Multi-Level Fine-Tuning: Closing Generalization Gaps in Approximation of Solution Maps under a Limited Budget for Training Data

TL;DR

This paper introduces a multi-level fine-tuning approach for regression networks to improve generalization in approximating solution maps, especially when training data is limited and costly to generate.

Contribution

The paper proposes a novel multi-level fine-tuning algorithm inspired by multi-level Monte Carlo, optimizing training sample distribution across levels to reduce generalization error under data budget constraints.

Findings

Significant reduction in generalization error demonstrated in numerical experiments.

The multi-level approach effectively utilizes coarse and fine grid samples.

Theoretical analysis provides estimators for generalization error and guides data allocation.

Abstract

In scientific machine learning, regression networks have been recently applied to approximate solution maps (e.g., potential-ground state map of Schr\"odinger equation). In this paper, we aim to reduce the generalization error without spending more time in generating training samples. However, to reduce the generalization error, the regression network needs to be fit on a large number of training samples (e.g., a collection of potential-ground state pairs). The training samples can be produced by running numerical solvers, which takes much time in many applications. In this paper, we aim to reduce the generalization error without spending more time in generating training samples. Inspired by few-shot learning techniques, we develop the Multi-Level Fine-Tuning algorithm by introducing levels of training: we first train the regression network on samples generated at the coarsest grid and then successively fine-tune the network on samples generated at finer grids.

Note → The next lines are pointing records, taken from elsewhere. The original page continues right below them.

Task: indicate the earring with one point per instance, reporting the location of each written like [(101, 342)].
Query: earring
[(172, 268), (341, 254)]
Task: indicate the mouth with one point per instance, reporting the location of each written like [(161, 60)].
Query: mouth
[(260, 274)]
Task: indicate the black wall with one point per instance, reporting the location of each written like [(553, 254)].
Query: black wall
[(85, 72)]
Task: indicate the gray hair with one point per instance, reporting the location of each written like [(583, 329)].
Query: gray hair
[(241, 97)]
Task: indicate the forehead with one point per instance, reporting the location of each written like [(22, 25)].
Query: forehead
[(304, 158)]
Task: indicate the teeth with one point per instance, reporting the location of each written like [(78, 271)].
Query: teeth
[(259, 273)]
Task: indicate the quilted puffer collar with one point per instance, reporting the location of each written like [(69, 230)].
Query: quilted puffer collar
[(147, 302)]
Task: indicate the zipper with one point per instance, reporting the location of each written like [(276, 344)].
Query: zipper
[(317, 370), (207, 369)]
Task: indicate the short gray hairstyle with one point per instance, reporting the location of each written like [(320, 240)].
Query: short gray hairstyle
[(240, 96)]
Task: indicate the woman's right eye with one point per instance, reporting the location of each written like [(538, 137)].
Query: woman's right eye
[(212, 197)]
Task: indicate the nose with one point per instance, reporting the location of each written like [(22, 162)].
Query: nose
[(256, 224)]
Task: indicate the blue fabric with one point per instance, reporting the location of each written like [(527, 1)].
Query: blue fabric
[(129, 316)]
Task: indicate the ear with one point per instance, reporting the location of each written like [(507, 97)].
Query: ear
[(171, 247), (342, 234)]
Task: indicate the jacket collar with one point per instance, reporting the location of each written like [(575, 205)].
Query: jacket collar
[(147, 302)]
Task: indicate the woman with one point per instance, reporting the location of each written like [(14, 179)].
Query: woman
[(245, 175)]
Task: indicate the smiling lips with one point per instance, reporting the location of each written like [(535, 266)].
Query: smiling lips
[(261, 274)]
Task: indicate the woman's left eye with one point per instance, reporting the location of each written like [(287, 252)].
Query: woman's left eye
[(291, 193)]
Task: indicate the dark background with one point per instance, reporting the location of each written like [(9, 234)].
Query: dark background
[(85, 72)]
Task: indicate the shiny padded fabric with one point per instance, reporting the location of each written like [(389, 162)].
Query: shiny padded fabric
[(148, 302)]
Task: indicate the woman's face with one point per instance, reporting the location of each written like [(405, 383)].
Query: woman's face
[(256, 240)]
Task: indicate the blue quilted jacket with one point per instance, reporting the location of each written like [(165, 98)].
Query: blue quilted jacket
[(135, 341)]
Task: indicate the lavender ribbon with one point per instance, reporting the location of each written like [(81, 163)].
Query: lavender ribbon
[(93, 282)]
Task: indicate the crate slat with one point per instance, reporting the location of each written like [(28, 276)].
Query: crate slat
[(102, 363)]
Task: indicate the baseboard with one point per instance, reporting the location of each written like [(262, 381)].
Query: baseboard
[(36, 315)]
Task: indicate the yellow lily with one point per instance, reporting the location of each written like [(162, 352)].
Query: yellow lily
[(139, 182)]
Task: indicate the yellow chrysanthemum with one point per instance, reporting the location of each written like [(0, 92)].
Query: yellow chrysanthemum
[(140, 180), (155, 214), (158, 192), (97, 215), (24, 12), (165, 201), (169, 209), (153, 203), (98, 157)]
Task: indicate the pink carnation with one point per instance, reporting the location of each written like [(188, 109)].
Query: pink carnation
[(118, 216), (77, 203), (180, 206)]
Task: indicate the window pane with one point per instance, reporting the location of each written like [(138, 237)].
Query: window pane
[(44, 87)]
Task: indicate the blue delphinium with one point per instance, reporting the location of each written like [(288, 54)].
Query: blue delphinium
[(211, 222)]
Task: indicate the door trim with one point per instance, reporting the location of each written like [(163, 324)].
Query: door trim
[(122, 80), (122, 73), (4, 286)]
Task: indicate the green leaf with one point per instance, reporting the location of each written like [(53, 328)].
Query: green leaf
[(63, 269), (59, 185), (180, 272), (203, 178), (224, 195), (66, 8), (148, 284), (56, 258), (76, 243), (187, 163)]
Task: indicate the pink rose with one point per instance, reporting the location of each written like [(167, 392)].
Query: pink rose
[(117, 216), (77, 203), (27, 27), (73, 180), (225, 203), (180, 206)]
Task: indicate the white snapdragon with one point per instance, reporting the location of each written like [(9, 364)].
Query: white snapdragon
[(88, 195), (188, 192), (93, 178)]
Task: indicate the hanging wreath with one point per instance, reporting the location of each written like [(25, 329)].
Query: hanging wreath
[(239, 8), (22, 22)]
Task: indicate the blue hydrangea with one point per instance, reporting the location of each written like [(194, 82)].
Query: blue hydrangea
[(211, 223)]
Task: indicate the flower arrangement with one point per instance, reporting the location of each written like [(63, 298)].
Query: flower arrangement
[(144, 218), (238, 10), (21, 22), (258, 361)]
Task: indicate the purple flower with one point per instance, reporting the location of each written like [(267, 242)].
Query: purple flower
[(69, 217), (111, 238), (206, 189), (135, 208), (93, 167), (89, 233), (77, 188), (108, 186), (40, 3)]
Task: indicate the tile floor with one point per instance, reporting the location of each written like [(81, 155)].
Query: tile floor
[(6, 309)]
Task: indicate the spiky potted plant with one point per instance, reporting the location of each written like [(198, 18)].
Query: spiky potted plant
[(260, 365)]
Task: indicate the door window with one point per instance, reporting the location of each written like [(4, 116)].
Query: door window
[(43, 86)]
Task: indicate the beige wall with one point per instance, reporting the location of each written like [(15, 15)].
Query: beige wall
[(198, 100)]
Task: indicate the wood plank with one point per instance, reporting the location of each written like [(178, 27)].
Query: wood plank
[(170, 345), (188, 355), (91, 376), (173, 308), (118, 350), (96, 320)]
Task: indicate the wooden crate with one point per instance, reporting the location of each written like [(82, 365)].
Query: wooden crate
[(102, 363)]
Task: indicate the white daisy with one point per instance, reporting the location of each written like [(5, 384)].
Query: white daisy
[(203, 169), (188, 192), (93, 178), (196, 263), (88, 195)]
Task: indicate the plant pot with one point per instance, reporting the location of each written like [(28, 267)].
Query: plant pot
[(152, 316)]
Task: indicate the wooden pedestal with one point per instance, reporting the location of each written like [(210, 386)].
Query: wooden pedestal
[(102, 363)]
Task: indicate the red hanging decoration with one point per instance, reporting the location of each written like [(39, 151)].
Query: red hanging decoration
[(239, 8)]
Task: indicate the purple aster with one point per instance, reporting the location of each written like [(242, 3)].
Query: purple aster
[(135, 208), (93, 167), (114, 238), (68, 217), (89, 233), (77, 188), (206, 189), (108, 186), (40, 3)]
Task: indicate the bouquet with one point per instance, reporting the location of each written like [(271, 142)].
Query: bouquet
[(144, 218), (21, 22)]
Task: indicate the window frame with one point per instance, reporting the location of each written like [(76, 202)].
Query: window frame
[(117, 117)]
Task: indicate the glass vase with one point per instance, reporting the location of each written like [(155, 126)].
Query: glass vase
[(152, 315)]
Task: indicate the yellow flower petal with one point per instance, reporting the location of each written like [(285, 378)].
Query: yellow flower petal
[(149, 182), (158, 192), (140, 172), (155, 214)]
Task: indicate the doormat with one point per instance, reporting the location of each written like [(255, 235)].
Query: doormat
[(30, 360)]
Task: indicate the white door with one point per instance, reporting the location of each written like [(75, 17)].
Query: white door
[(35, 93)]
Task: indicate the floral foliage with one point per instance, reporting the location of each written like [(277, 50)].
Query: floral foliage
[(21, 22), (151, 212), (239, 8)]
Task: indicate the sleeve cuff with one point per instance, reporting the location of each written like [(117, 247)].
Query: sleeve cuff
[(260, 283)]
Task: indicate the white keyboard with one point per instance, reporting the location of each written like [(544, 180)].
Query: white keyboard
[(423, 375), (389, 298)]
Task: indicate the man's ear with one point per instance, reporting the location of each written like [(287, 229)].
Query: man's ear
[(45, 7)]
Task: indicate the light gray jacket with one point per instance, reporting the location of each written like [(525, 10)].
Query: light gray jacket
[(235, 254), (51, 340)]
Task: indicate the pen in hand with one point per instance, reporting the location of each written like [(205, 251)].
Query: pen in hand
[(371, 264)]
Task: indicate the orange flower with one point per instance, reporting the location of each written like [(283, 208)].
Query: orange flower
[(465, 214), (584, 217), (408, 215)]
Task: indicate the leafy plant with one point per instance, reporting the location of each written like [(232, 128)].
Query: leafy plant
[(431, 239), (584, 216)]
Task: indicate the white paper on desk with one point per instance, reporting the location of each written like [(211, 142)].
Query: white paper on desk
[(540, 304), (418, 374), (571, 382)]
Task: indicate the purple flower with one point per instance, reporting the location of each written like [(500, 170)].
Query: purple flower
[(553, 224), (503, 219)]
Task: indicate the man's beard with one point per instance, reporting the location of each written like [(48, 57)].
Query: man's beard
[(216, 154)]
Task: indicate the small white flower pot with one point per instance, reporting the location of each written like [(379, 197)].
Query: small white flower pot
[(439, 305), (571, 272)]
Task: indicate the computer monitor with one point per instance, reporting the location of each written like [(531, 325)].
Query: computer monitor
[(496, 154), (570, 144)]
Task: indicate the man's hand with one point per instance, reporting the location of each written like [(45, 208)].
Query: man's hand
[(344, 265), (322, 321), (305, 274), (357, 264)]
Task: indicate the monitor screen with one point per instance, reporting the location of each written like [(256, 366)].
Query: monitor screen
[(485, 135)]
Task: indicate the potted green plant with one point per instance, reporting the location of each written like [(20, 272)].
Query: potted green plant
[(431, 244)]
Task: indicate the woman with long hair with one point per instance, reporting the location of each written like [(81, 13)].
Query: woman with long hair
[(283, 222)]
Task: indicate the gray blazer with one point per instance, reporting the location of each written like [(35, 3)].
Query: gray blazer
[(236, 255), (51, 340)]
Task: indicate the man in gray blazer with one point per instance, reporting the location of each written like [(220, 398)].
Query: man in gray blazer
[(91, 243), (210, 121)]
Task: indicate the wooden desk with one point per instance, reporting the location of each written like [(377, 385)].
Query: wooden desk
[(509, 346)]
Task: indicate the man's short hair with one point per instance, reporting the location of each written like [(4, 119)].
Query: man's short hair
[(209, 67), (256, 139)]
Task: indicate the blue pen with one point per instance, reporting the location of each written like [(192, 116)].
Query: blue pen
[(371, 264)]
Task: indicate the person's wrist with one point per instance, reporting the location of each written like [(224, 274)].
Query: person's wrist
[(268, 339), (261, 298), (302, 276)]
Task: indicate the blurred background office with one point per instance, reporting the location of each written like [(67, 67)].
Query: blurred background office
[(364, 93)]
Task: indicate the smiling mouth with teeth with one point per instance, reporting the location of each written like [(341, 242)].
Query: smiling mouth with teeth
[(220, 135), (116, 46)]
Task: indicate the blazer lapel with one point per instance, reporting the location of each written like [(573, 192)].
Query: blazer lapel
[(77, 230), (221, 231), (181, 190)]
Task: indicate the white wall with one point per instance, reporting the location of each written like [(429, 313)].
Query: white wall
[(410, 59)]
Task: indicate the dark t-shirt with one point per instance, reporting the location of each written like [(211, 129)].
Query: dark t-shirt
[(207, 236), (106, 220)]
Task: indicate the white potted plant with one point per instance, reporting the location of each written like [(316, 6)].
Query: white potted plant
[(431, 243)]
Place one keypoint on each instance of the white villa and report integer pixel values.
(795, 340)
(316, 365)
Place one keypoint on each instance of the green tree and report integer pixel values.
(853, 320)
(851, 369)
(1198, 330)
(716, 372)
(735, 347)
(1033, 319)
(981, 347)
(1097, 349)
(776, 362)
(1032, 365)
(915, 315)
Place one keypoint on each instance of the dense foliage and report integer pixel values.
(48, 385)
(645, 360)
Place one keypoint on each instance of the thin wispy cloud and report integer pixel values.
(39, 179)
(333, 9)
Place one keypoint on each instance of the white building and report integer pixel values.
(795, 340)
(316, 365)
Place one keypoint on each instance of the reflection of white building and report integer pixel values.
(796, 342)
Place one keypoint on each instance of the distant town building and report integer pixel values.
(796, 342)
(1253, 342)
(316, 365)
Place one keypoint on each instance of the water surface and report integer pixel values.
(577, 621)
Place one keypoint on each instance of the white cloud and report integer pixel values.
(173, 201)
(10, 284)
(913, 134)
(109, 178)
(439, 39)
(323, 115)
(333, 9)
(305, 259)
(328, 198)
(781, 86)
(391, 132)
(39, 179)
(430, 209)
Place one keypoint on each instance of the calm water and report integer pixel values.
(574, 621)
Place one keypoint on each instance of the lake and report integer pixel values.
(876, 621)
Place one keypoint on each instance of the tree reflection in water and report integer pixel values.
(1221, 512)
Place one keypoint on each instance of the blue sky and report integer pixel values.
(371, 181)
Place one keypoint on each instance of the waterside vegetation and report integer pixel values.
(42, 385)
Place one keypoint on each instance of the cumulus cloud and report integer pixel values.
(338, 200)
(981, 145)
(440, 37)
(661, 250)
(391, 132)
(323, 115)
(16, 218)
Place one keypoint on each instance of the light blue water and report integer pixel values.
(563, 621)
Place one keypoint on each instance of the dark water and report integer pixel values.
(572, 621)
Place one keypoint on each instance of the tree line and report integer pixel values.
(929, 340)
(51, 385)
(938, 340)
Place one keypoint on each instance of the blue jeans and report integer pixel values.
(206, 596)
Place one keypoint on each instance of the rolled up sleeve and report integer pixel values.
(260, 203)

Within the same amount of time, numerical solvers generate more samples on coarse grids than on fine grids. We demonstrate a significant reduction of generalization error in numerical experiments on challenging problems with oscillations, discontinuities, or rough coefficients. Further analysis can be conducted in the Neural Tangent Kernel regime and we provide practical estimators to the generalization error. The number of training samples at different levels can be optimized for the smallest estimated generalization error under the constraint of budget for training data. The optimized distribution of budget over levels provides practical guidance with theoretical insight as in the celebrated Multi-Level Monte Carlo algorithm.